Wak Ong, Jalan Panjang di Kesunyian
Melawan untuk KebenaranWak Ong dan Jihadnya
Jalan sunyi kian akrab ditapaki Wak Ong. Kehidupan di dunia yang hening mulai mesra dirasakannya. Wak Ong semakin tawaduq, dan meresapi hakikat hidup.
Bila malam tiba, Wak Ong yang sudah tak lagi bisa membedakan kesunyian malam dan kesunyian diri ini selalu terkenang kehidupannya di masa lampau. Masa ketika dia produktif berpetualangan dari tempat ke tempat. Menghabiskan masa muda dengan upaya pencarian jati diri dan eksistensi. Masa muda yang penuh api dan mempesona. Masa muda, dimana hanya ada "aku" dan tiada yang lain. Masa muda seorang pendekar pilih tanding.
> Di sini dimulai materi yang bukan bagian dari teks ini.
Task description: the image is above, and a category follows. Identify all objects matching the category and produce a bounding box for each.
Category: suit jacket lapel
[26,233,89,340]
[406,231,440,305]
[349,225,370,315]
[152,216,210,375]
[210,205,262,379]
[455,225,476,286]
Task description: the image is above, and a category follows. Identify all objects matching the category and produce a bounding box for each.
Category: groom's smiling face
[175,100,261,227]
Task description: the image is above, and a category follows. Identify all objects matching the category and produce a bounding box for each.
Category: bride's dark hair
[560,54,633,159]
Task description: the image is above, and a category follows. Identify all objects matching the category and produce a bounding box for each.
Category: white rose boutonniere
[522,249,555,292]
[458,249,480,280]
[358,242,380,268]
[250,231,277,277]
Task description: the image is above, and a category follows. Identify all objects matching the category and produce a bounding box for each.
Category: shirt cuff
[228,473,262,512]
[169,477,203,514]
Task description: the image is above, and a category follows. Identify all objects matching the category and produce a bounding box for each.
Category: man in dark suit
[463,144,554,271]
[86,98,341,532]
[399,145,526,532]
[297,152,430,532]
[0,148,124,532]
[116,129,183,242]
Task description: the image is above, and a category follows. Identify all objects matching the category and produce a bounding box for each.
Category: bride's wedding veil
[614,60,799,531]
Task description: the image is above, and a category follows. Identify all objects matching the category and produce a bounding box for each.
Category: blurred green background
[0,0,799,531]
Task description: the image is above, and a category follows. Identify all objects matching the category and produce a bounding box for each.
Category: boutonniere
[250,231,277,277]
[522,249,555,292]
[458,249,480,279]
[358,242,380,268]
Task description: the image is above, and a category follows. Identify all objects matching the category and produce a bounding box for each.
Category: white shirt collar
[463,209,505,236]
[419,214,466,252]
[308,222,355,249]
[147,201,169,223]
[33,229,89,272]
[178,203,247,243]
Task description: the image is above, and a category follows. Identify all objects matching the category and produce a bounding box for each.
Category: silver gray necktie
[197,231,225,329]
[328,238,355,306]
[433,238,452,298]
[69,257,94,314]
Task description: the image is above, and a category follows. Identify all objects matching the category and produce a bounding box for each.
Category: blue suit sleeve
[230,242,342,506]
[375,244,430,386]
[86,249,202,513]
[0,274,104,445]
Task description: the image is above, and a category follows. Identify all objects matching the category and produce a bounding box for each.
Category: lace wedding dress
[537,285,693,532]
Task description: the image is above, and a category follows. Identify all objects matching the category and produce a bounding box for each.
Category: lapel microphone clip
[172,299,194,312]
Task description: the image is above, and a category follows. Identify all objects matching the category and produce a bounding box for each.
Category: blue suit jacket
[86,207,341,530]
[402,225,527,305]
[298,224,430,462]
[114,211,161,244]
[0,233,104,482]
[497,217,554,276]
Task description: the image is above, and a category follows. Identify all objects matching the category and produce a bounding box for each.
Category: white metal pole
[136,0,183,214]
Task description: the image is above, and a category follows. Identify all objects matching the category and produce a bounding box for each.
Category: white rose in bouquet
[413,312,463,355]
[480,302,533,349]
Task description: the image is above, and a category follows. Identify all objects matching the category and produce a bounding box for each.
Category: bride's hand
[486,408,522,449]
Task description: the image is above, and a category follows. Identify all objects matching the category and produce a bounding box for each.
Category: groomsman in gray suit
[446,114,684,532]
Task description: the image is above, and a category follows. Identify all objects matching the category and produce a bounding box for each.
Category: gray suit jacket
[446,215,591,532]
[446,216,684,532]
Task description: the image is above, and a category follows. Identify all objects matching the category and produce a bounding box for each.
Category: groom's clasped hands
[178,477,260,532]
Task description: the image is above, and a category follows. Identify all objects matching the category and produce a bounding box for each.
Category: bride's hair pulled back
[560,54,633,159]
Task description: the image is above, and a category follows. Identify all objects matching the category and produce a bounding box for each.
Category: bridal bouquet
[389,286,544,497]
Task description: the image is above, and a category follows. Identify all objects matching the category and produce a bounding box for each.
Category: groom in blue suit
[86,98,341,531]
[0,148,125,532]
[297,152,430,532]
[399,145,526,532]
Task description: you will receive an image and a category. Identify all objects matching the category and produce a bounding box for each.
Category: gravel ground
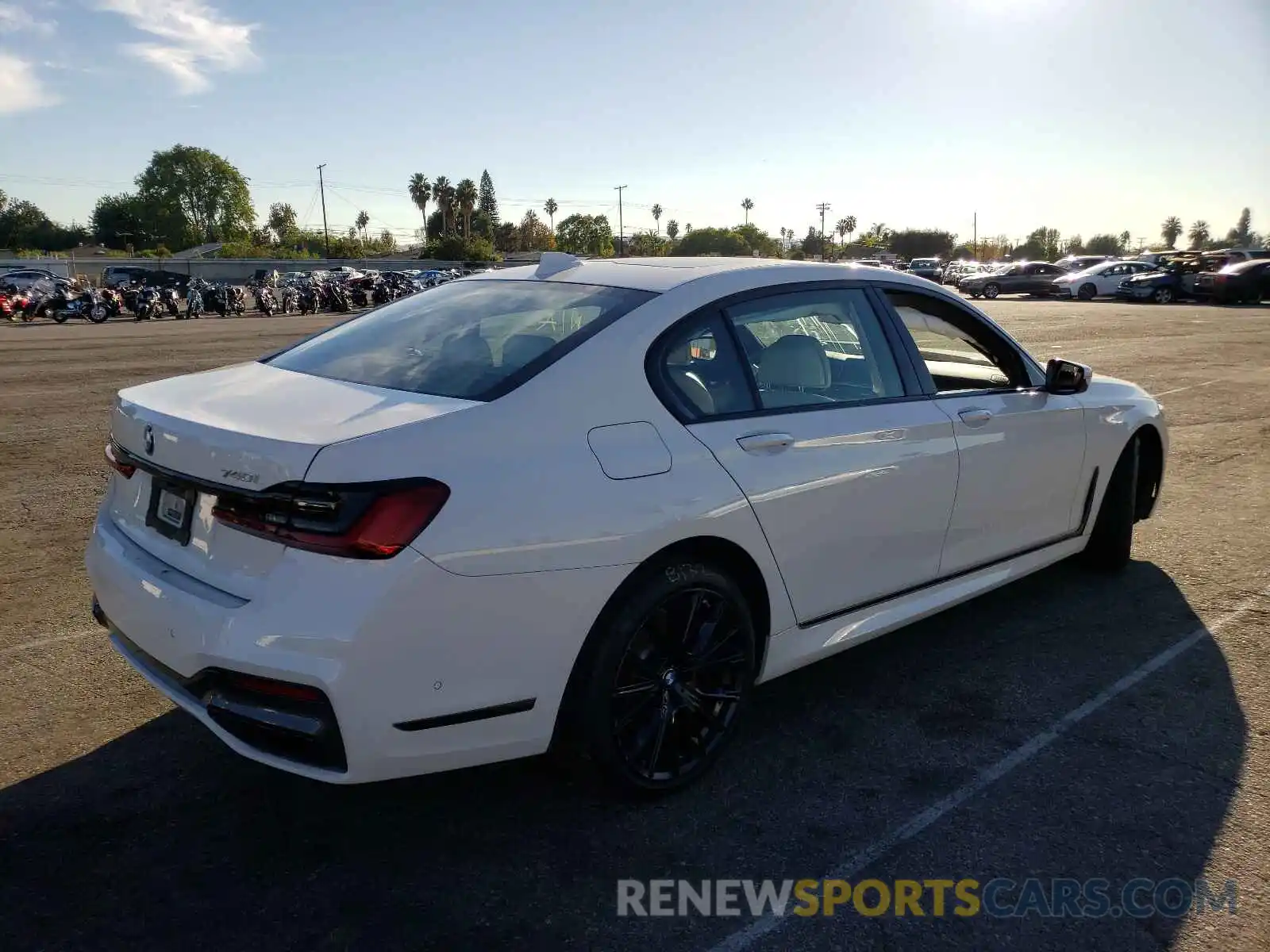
[0,300,1270,952]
"Ketika dia masih bisa mendengar, itu berarti ketika dia masih muda, sehat dan kuat. Semua kenal dengan dia," Demikian Burhanuddin, Kepala Lingkungan IV, Kelurahan Setia mengawali kisah Wak Ong.
"Kami takut, kalau Wak Ong sudah kehabisan sabar. Dia ini tak suka obat-obatan. Preman yang tak suka obat-obatan tepatnya. Agak lucu memang. Sebelum tiba di puncak kemarahan, biasanya Wak Ong hanya diam saja. Dia terus diam. Sampai suatu titik, dia akan mengamuk sampai kehilangan kesadaran. Pokoknya marah sehebat-hebatnya lah. Kalah orang mabuk obat itu," lanjut Burhanuddin, atau biasa dikenal sebagai Mak Etek oleh warga.
Kalau sudah demikian marah, biasanya Wak Ong hanya akan sadar bila Mak Etek datang dan berkata padanya, "Wak Ong, kau memang gila!"
"Wak Ong, gila kau! Nah kalau sudah begitu, parang di tangannya pun jatuh. Wak Ong pasti tertawa dan sadar," kata Mak Etek sambil tertawa.
Di dalam kesunyiannya, Wak Ong memulai jihadnya. Kegilannya dia tunjukkan dengan memusuhi peredaran narkoba di lingkungannya.